The national limit was left unchanged at $417,000 based on declines in FHFA’s monthly and quarterly house price indexes over the past year. The monthly purchase-only index declined 5.9 percent over the 12 months ending August 2008, and the quarterly all-transactions index dropped 1.7 percent from second quarter 2007 to second quarter 2008. Virtually every other measure of house prices has also fallen, with many showing even larger declines. FHFA has not yet determined whether it will continue to use a currently existing FHFA price index to gauge price movements in future years. For this year, however, all reliable metrics point to lower prices, and a price decline of any size is sufficient to determine that the national limit will not change.
Following the provisions of HERA, FHFA has set loan limits for “high-cost” areas in 2009. These limits are set equal to 115 percent of local median house prices and cannot exceed 150 percent of the standard limit, which is $625,500 for one-unit homes in the continental U.S. The new limits affect loans purchased by an Enterprise in 2009, unless the loans were made permanently eligible for purchase under the Economic Stimulus Act enacted earlier in 2008 and has generally higher limits.

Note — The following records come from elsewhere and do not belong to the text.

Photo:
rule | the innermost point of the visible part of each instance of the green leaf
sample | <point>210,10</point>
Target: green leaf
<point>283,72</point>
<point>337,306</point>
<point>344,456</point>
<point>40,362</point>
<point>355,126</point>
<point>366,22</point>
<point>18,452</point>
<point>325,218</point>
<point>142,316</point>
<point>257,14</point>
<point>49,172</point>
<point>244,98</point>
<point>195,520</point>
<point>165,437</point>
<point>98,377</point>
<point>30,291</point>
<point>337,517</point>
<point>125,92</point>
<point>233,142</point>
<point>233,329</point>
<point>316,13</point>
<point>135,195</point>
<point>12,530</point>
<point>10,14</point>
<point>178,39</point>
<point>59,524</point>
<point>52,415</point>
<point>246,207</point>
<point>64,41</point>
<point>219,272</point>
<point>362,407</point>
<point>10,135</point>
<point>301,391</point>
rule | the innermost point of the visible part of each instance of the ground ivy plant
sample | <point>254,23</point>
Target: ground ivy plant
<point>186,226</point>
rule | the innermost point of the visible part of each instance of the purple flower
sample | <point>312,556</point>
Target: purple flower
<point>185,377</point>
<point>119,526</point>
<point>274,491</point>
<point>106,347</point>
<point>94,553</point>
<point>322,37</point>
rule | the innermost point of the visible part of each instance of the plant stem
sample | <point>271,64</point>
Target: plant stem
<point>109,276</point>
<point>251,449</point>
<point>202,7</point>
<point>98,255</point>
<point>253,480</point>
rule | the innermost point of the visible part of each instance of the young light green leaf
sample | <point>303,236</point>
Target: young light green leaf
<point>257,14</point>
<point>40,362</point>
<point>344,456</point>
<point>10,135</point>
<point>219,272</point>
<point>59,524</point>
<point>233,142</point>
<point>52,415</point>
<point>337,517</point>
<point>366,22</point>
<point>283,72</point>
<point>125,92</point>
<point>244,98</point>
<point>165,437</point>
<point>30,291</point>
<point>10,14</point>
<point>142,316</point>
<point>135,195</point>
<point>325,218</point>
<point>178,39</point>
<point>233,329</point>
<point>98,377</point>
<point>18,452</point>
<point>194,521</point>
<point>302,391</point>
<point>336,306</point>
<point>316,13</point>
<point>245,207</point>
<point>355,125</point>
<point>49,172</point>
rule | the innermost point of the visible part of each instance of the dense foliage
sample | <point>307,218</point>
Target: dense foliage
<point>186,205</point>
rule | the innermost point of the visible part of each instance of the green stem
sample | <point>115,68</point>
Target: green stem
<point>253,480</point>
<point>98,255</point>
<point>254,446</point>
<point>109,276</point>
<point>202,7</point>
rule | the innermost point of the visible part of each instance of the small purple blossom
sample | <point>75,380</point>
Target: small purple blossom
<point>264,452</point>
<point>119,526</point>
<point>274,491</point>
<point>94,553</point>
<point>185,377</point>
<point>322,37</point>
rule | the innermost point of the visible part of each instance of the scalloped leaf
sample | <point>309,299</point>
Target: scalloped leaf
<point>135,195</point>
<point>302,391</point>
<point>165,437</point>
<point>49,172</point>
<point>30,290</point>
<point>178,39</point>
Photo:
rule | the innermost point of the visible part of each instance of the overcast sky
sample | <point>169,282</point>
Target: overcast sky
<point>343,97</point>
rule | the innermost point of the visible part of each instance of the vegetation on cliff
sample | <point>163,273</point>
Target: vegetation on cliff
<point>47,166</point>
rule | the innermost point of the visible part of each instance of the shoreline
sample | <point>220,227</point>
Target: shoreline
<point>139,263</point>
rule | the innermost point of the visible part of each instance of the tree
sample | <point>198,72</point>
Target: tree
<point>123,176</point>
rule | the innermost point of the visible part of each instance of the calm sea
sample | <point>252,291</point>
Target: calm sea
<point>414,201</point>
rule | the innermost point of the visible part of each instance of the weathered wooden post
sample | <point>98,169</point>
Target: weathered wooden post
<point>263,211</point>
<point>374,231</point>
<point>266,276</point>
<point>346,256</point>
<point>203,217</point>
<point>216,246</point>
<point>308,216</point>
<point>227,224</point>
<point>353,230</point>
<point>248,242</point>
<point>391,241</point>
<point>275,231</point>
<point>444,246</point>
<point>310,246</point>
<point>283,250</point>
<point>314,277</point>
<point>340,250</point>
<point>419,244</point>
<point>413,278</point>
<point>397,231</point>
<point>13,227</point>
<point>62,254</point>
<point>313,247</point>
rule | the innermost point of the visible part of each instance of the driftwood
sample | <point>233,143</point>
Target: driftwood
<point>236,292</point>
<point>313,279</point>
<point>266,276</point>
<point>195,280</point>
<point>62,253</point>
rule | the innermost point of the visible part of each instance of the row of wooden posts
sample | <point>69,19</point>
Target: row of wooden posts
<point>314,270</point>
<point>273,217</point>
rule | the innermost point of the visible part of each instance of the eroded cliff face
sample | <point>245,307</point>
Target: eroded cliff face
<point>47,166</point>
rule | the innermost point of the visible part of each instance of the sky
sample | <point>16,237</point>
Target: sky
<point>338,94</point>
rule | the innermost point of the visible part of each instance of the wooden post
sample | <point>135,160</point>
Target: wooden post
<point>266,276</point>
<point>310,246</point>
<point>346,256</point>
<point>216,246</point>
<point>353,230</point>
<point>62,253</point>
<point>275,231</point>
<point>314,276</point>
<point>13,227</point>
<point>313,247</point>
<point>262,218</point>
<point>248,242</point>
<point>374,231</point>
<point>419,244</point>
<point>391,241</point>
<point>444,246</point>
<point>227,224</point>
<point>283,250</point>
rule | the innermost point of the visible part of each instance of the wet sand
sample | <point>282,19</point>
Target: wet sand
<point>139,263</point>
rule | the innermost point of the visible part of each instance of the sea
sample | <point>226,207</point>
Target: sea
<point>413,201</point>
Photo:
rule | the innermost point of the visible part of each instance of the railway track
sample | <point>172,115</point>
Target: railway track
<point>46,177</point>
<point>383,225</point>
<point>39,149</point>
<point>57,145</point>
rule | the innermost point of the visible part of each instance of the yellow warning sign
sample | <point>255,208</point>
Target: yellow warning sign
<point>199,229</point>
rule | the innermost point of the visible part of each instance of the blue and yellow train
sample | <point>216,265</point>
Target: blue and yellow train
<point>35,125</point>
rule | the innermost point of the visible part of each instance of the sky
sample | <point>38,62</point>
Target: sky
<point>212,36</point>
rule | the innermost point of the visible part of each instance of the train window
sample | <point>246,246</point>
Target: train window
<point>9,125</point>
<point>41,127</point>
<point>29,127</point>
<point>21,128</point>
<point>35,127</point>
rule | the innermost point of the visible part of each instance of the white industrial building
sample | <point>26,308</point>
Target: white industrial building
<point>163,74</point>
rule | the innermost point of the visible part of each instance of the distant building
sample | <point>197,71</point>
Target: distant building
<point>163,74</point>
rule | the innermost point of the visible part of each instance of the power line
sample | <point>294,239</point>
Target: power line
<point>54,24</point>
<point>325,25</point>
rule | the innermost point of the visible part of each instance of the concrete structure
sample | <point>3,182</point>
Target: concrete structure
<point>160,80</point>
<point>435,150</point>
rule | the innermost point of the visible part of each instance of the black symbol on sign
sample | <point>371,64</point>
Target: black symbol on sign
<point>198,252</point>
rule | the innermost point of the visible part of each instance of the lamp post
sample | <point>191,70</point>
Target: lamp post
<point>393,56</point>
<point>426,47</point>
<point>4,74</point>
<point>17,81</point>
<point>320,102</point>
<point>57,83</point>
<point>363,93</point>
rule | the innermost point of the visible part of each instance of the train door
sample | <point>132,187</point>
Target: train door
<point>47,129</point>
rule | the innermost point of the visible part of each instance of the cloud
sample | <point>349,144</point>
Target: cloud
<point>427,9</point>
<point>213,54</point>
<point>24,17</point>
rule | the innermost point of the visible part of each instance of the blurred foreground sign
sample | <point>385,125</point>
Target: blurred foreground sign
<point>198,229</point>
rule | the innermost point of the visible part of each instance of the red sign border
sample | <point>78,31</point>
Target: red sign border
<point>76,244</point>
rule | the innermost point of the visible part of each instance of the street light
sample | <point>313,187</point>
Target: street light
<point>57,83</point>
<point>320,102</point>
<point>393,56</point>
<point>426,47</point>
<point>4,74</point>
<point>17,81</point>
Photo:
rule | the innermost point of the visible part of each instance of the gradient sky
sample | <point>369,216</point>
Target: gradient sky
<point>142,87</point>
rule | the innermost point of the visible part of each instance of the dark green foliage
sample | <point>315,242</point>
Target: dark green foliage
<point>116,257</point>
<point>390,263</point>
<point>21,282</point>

Under rules set forth in the Stimulus Act, loans originated in 2008 and the second half of 2007 are subject to limits of 125 percent of local price medians up to a maximum of $729,750. As a result of the difference in the formula for determining high-cost area limits, many of the high-cost area loan limits are different for 2009 than they were for 2008. They are generally lower because of the lower median price multiplier in HERA (i.e., loan limits are 115 percent rather than 125 percent of median prices) and the lower ceiling ($625,500 rather than $729,570). For loans originated during the period covered by the Stimulus Act, the higher of those limits and the 2009 limits will apply.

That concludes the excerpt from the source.